Best novels of 2014

Happy New Year everyone! 2014 was a great year for reading, especially after a somewhat lacklustre 2013. As I think back, it seems that this was a year for making much-needed changes, challenging myself, and trying new things. That made it a tough year, at times, but also an exciting one that sets the stage for an even better year in 2015 🙂

I can only hope that there’ll be just as many great books as I read in 2014. Here are my favourites, in the order that I read them:

The Broken KingdomsThe Broken Kingdoms by N.K. Jemisin

It feels like such an age since I did this read-along that I was a bit surprised to see this on my Goodreads list of 2014 reads 🙂 N.K. Jemisin’s Interitance Trilogy showed me that I actually should be reading epic fantasy because it can be so, so awesome. In this sequel to The Hundred Thousand Kingdoms, Jemisin expands on the mythology, adding new perspectives to a story that seemed clear cut at first. The protagonist is a blind artist whose had a lot of gods in her life, because their magic is the one thing she can see clearly.
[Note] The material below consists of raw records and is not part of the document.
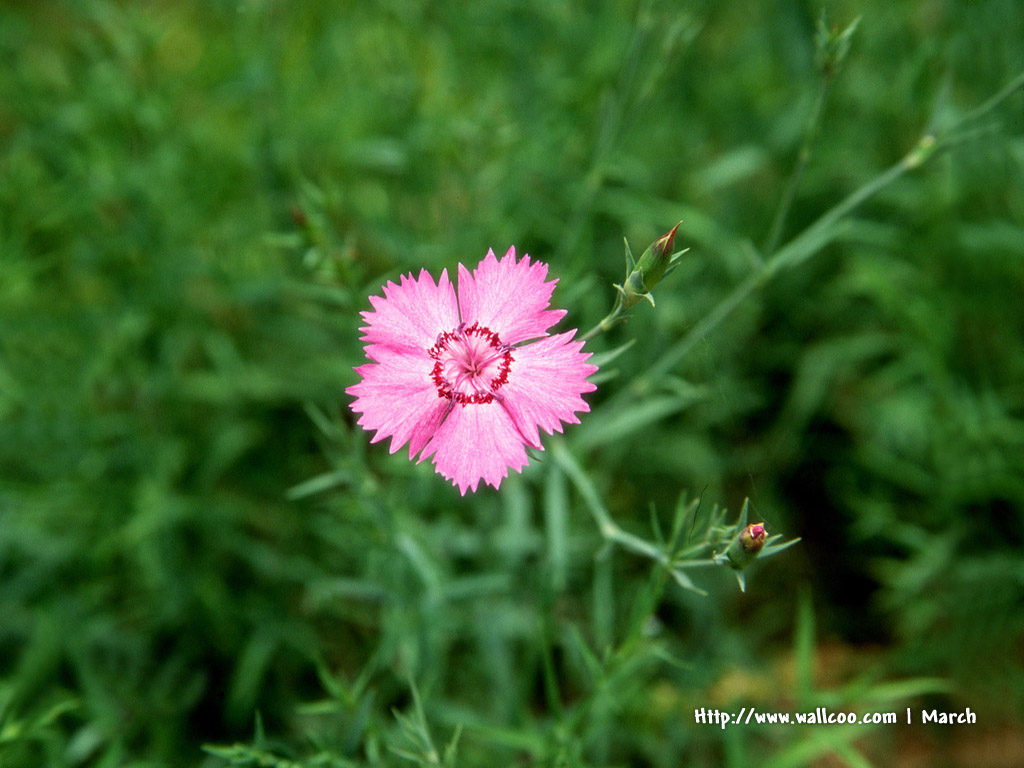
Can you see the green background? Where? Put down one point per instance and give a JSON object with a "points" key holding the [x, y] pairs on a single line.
{"points": [[198, 545]]}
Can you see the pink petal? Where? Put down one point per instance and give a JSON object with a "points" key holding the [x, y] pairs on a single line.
{"points": [[509, 297], [545, 382], [476, 442], [411, 314], [398, 398]]}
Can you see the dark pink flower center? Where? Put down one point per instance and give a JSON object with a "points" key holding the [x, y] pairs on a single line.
{"points": [[471, 366]]}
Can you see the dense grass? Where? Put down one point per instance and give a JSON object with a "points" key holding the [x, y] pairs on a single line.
{"points": [[198, 545]]}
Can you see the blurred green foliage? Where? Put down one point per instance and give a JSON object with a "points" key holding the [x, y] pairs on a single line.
{"points": [[196, 201]]}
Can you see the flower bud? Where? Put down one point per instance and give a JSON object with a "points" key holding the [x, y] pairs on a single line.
{"points": [[747, 546], [649, 269]]}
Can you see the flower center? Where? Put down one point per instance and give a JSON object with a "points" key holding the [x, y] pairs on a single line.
{"points": [[471, 365]]}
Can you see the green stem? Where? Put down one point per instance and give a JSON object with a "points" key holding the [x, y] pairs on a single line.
{"points": [[609, 322], [810, 133], [608, 527], [810, 241]]}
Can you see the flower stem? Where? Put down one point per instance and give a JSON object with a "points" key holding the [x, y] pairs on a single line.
{"points": [[810, 241], [608, 323]]}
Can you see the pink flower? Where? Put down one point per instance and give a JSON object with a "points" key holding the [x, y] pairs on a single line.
{"points": [[454, 377]]}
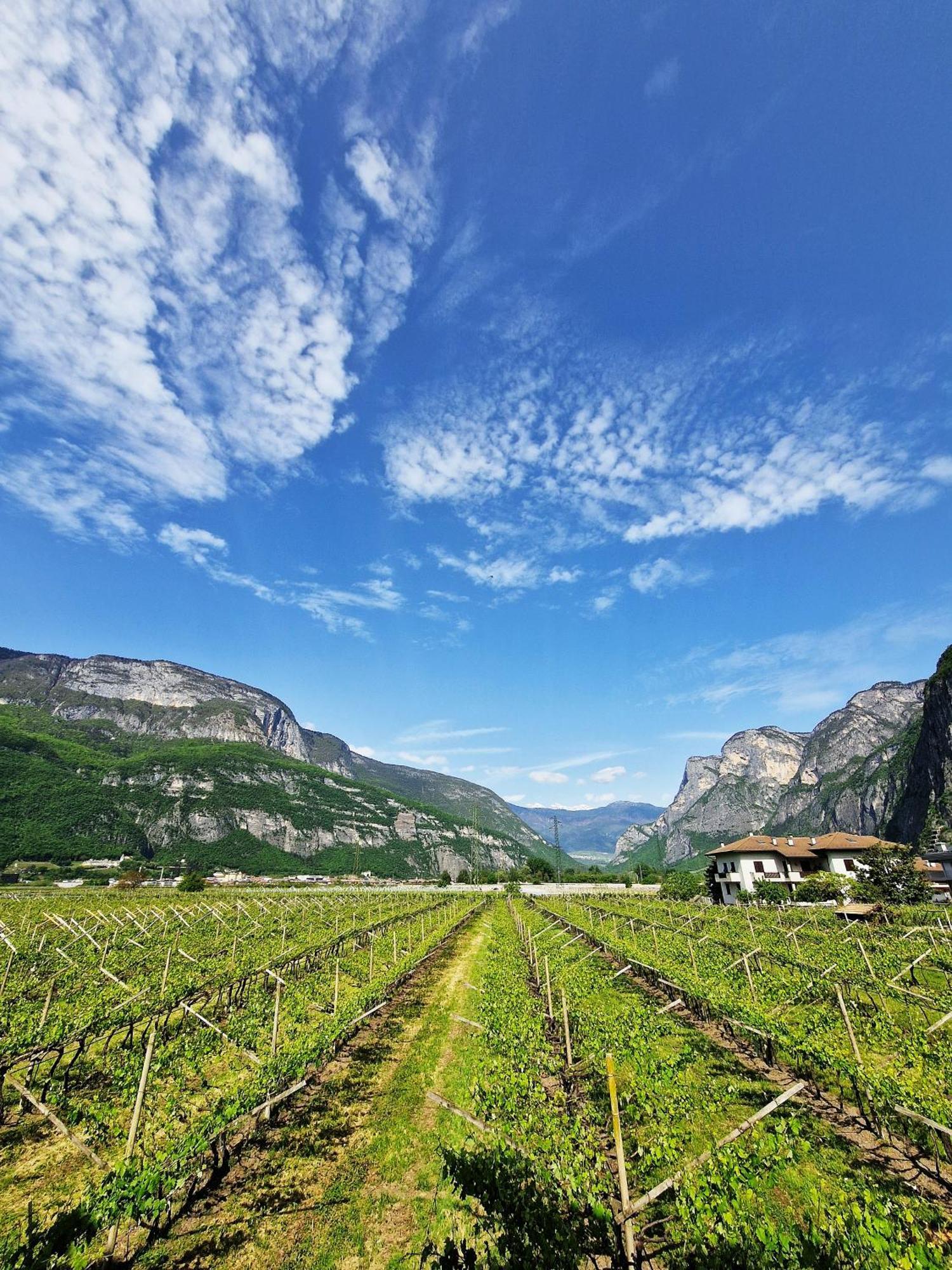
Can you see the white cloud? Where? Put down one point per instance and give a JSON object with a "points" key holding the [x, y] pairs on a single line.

Besides being simply amazing fiction, The Inheritance Trilogy is also the perfect option for anyone looking to diversify their sff reading.

 

The MartianThe Martian by Andy Weir

Andy Weir must be the biggest self-publishing success story – The Martian started as a free serial on his blog, got picked up by major publishers, and is now being made into a big Hollywood blockbuster directed by Ridley Scott and starring Matt Damon (due to be released in 2015).

At first, I wasn’t sure this would be the book for me – a survivalist story set on Mars with lots of hard science? But I wanted to challenge myself and it paid off in spades. The Martian is a fantastic page-turner, and although there is a lot of hard science, the author makes it palatable enough for any reader. I was worried that it’d get boring, with most of the narrative focused on a man alone on Mars, but Mark Watney’s endlessly optimistic and humorous personality kept me entertained. I can’t wait to see the movie.

 

Six-Gun Snow White

Six-Gun Snow White by Catherynne M. Valente

Valente! Her name is enough to sell me a book, and I snatched up a copy of this Subterranean Press limited edition when it came out. Valente’s writing and imagination is like nothing else out there, and I particularly like her use of myth and fairy tale. Six-Gun Snow White is dark, brutal and just as strange and beautiful as I hoped it would be.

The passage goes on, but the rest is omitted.